Quantitative confocal imaging along the crypt-to-surface axis of colonic crypts. Chu, Shaoyou, William E. Brownell, and Marshall H. Montrose. Division of Gastroenterology, Departments of Medicine and Physiology, Johns Hopkins University School of Medicine, Baltimore, Maryland 21205; and Department of Otorhinolaryngology and Communicative Sciences, Baylor College of Medicine, Houston, Texas
APStracts 2:0254C, 1995.
Quantitative confocal microscopy methods are used to measure events along the crypt-to-surface axis in living mouse colonic mucosa. Experiments visualize carboxy SNARF-1 (a pH-sensitive fluorescent dye) in the extracellular fluid, to measure extracellular pH within an intact epithelium. Lucifer Yellow (LY) (a pH-insensitive dye) is used to control for fidelity of the optical path. Light scatter from colonic tissue caused SNARF-1 or LY fluorescence to decrease 3% per micrometer focal distance into tissue, at both 640nm and 580nm emission wavelengths.
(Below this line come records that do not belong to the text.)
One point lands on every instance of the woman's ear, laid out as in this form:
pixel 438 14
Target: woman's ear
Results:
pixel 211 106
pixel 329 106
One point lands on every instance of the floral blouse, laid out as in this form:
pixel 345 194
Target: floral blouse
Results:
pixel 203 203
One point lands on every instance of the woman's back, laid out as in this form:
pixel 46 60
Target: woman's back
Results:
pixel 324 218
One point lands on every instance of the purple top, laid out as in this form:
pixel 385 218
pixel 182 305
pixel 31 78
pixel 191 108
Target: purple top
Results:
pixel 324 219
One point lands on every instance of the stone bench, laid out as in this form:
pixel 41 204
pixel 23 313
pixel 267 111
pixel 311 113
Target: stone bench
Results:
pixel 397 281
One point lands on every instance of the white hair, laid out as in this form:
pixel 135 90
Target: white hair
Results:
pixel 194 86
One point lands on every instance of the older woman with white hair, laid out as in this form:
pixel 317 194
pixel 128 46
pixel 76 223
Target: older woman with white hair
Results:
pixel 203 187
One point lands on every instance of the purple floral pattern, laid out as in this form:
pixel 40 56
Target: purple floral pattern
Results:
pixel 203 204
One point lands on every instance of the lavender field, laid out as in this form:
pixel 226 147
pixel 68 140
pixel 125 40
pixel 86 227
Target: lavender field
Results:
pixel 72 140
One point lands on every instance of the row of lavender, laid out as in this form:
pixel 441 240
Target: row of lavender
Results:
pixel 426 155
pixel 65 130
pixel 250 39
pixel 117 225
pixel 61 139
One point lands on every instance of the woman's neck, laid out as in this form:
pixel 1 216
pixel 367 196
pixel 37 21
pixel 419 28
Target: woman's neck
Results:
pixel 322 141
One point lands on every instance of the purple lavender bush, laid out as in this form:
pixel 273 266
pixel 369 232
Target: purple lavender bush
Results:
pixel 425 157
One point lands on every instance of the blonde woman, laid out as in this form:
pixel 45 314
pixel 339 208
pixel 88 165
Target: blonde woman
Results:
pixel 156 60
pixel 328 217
However, dual emission ratios of LY fluorescence were constant as a function of focal distance into tissue, or in the presence of short-chain fatty acids (SCFAs). SCFAs, known to cause changes in extracellular pH, cause maximal changes in crypt luminal pH at 10[mu]m from the crypt base. Maximal changes of pH in lamina propria occur higher along the crypt-to-surface axis than maximal changes in luminal pH. Lateral intercellular spaces between colonocytes are a separate microdomain in which pH is constant in absence versus presence of SCFAs, and constant along the base-to-apex axis of colonocytes.

Received 3 April 1995; accepted in final form 9 June 1995
APS Manuscript Number C0184-5.
Article publication pending Am. J. Physiol. (Cell Physiology).
ISSN 1080-4757 Copyright 1995 The American Physiological Society.
Published in APStracts on 18 July 1995.